Having read most of the cyber comments on this and added your content to the debate I have satisfied all (what little I had) my curiosity about "The Good Book".
It will be interesting to see how it sells.
Anonymous said…
I am curious. you have not read the "Good Book" by Grayling so where did you get your source of information about the coherence and integrity of the book??

If it is from the blog, then would it again "hear-say"??

Charlie said…
As you say, JC (not "AC", then?) I have not read it. That is the premise of this post. However I find my sources to be reliable enough, including the information from the author which I have referenced. And I actually have not commented on either the coherence or the integrity of the book itself, merely on the concept and on the way in which he has presented it.
Edward Ockham said…
Giles on the Bible and Grayling.

1. "[The Bible] sets our values within the deep complexities of human life". [Don't understand].

2. "The Bible is not about being good, it's about being saved". [But doesn't that mean being good?]

3. Giles says not. "It's a theological heresy that you won't be saved unless you are good." Pelagius about to be mentioned at any moment.

4. Giles mentions Pelagius. Adds "The Bible is not a great moral book" [It isn't?]
angry_liberal said…
Although I like what I have read so far from the Good Book, I would not attempt to defend it. First of all it is a personal thing. Atheists hold no book as special and approve of what they approve.
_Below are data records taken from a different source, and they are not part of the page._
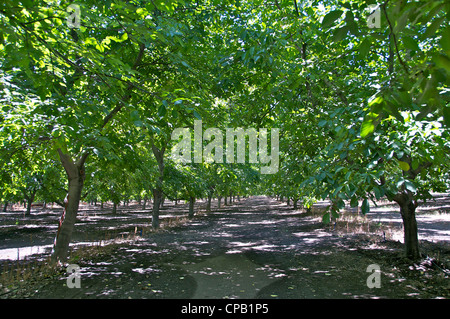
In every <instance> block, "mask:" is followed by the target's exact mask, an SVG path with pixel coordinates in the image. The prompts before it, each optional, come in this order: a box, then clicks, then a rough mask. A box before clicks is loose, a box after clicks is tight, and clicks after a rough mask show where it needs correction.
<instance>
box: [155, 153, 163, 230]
mask: <svg viewBox="0 0 450 319" xmlns="http://www.w3.org/2000/svg"><path fill="white" fill-rule="evenodd" d="M165 149H166V148H165V147H162V148H161V149H159V148H157V147H156V146H155V145H154V144H152V151H153V155H154V156H155V158H156V162H157V163H158V170H159V177H158V182H157V184H156V188H154V189H153V211H152V227H153V228H155V229H156V228H159V206H160V205H161V201H162V196H163V192H162V184H163V181H164V152H165Z"/></svg>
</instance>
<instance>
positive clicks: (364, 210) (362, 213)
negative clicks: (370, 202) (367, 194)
mask: <svg viewBox="0 0 450 319" xmlns="http://www.w3.org/2000/svg"><path fill="white" fill-rule="evenodd" d="M369 211H370V205H369V200H368V199H367V198H365V199H364V200H363V203H362V205H361V213H362V214H363V215H366V214H367V213H368V212H369Z"/></svg>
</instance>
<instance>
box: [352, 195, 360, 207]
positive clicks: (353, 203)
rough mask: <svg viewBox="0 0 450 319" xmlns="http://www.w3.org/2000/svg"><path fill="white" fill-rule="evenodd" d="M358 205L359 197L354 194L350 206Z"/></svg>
mask: <svg viewBox="0 0 450 319" xmlns="http://www.w3.org/2000/svg"><path fill="white" fill-rule="evenodd" d="M357 206H358V197H356V196H353V197H352V198H351V200H350V207H357Z"/></svg>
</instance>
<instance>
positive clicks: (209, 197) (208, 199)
mask: <svg viewBox="0 0 450 319" xmlns="http://www.w3.org/2000/svg"><path fill="white" fill-rule="evenodd" d="M211 199H212V194H211V193H210V194H208V201H207V202H206V211H207V212H208V213H209V212H210V211H211Z"/></svg>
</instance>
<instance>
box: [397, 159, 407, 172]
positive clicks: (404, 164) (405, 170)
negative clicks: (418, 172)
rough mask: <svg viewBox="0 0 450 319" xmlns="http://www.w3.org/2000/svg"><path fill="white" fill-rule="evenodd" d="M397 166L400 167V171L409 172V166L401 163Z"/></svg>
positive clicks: (406, 164) (398, 164) (404, 163)
mask: <svg viewBox="0 0 450 319" xmlns="http://www.w3.org/2000/svg"><path fill="white" fill-rule="evenodd" d="M398 165H399V166H400V168H401V169H402V170H404V171H405V172H407V171H409V169H410V167H409V164H408V163H406V162H403V161H398Z"/></svg>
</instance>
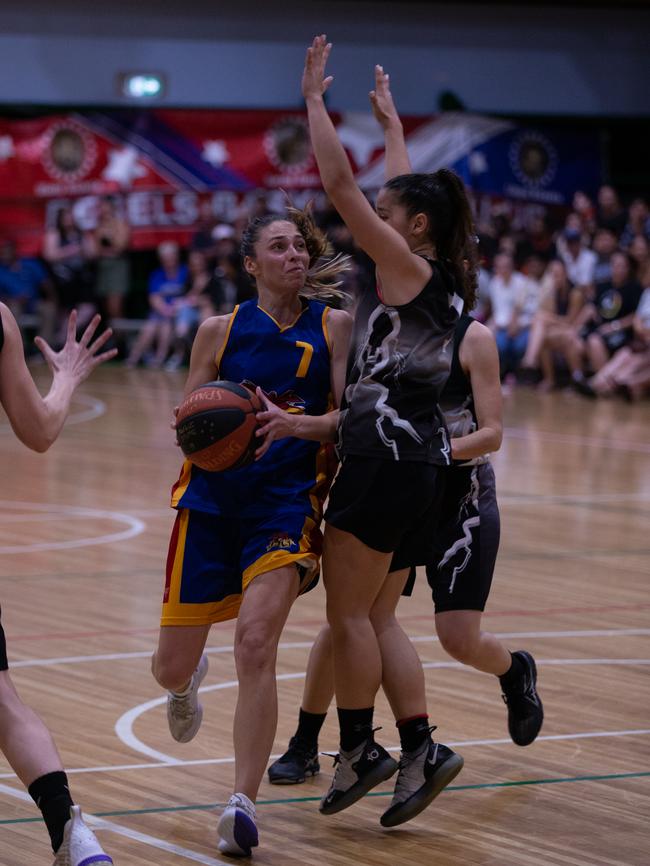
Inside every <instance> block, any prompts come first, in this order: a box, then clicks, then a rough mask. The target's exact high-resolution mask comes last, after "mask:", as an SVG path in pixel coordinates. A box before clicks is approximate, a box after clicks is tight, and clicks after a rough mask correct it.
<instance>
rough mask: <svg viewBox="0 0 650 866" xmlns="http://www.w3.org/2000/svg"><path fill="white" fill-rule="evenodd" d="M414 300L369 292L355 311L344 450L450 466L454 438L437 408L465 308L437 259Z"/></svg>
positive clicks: (376, 455)
mask: <svg viewBox="0 0 650 866" xmlns="http://www.w3.org/2000/svg"><path fill="white" fill-rule="evenodd" d="M427 261H429V264H430V265H431V269H432V273H431V279H430V280H429V281H428V283H427V284H426V285H425V286H424V288H423V289H422V291H421V292H420V293H419V294H418V295H417V296H416V297H415V298H414V299H413V300H412V301H410V302H409V303H408V304H402V305H400V306H389V305H387V304H384V303H383V301H382V299H381V296H380V294H379V291H378V292H377V293H375V292H367V293H366V295H365V296H364V297H363V298H362V300H361V301H360V304H359V307H358V309H357V312H356V316H355V324H354V331H353V336H352V345H351V348H350V356H349V360H348V375H347V385H346V389H345V394H344V397H343V401H342V406H341V417H340V422H339V446H338V450H339V454H340V456H341V457H342V458H344V457H345V456H346V455H352V454H354V455H357V456H368V457H380V458H383V459H386V460H407V461H416V462H425V463H434V464H441V465H447V464H449V463H450V462H451V457H450V447H449V437H448V435H447V430H446V428H445V423H444V420H443V416H442V412H441V411H440V408H439V406H438V401H439V399H440V394H441V392H442V389H443V387H444V384H445V382H446V381H447V377H448V375H449V368H450V364H451V357H452V339H453V333H454V325H455V323H456V320H457V318H458V315H459V313H460V311H461V309H462V303H463V302H462V299H461V298H460V296H459V295H458V294H457V293H456V290H455V281H454V278H453V277H452V275H451V274H450V273H449V271H448V270H447V268H446V267H445V266H444V265H443V264H441V263H440V262H438V261H432V260H429V259H428V260H427Z"/></svg>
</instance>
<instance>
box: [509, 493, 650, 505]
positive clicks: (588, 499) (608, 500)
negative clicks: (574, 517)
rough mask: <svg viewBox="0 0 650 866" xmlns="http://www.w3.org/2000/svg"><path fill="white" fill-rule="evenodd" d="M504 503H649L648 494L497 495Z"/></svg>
mask: <svg viewBox="0 0 650 866" xmlns="http://www.w3.org/2000/svg"><path fill="white" fill-rule="evenodd" d="M501 502H506V503H507V504H508V505H512V504H516V505H539V504H547V503H559V504H562V503H566V504H567V505H583V504H584V505H591V504H592V503H594V502H611V503H614V504H616V503H625V502H650V493H590V494H588V495H583V494H571V493H549V494H544V493H542V494H540V495H536V494H534V493H533V494H531V495H530V496H526V495H525V494H521V493H499V503H501Z"/></svg>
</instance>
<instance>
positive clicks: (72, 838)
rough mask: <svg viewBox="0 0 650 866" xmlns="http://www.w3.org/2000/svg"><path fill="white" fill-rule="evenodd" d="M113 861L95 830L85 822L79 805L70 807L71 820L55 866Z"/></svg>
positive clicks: (68, 865) (64, 834)
mask: <svg viewBox="0 0 650 866" xmlns="http://www.w3.org/2000/svg"><path fill="white" fill-rule="evenodd" d="M112 862H113V861H112V860H111V858H110V857H109V856H108V854H106V852H105V851H104V850H103V848H102V846H101V845H100V844H99V842H98V841H97V837H96V836H95V834H94V833H93V831H92V830H91V829H90V828H89V827H86V825H85V824H84V822H83V818H82V817H81V809H80V808H79V806H73V807H72V808H71V809H70V820H69V821H68V822H67V823H66V825H65V827H64V829H63V842H62V844H61V847H60V848H59V850H58V851H57V853H56V857H55V858H54V864H53V866H91V864H95V863H112Z"/></svg>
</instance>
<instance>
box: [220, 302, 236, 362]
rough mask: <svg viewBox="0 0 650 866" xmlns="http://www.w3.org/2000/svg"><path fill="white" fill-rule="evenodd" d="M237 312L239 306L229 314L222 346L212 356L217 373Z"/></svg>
mask: <svg viewBox="0 0 650 866" xmlns="http://www.w3.org/2000/svg"><path fill="white" fill-rule="evenodd" d="M238 312H239V304H237V306H236V307H235V309H234V310H233V311H232V313H231V314H230V321H229V322H228V327H227V329H226V336H225V337H224V341H223V345H222V346H221V348H220V349H219V351H218V352H217V354H216V355H215V356H214V365H215V367H216V368H217V372H219V367H220V366H221V359H222V358H223V353H224V352H225V351H226V346H227V345H228V340H229V339H230V332H231V331H232V326H233V324H234V322H235V316H236V315H237V313H238Z"/></svg>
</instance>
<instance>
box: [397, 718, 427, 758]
mask: <svg viewBox="0 0 650 866" xmlns="http://www.w3.org/2000/svg"><path fill="white" fill-rule="evenodd" d="M396 726H397V730H398V731H399V741H400V744H401V746H402V751H403V752H415V751H417V750H418V749H419V748H420V746H421V745H422V744H423V743H424V742H426V741H427V740H430V739H431V733H430V731H429V728H430V727H431V726H430V725H429V717H428V716H425V715H422V716H411V718H409V719H400V720H399V721H398V722H396Z"/></svg>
Theory would predict that religious people either ignore the book or feel threatened by it and so denounce it. You are wonderfully fulfilling that theory.

However I feel I must take you to task with your claim that the fact people struggle with the Bible is something in its favour. Yes it is true that the deeper a book is, the more time one must spend grappling with its contents. But the reverse does not follow. What makes the Bible hard to read is that it has simply failed to keep up with developments in morality and science. It fails even to embrace the notion of freedom of belief. Yes one needs to read it in context but that just further undermines its core message.
Charlie said…
Flip. I had to go back and read my post again, it was so long ago. I don't really understand your second point, although you appear to be sincere so I have published it.
Are you perhaps saying that you don't like the Bible because you don't agree with what you read in it? This is a valid point of view, consistent with Grayling's, but I think you can imagine what my response would be to it.

As to your first, I haven't ignored it, so I presume you think I am threatened by it? I can assure you that I am not.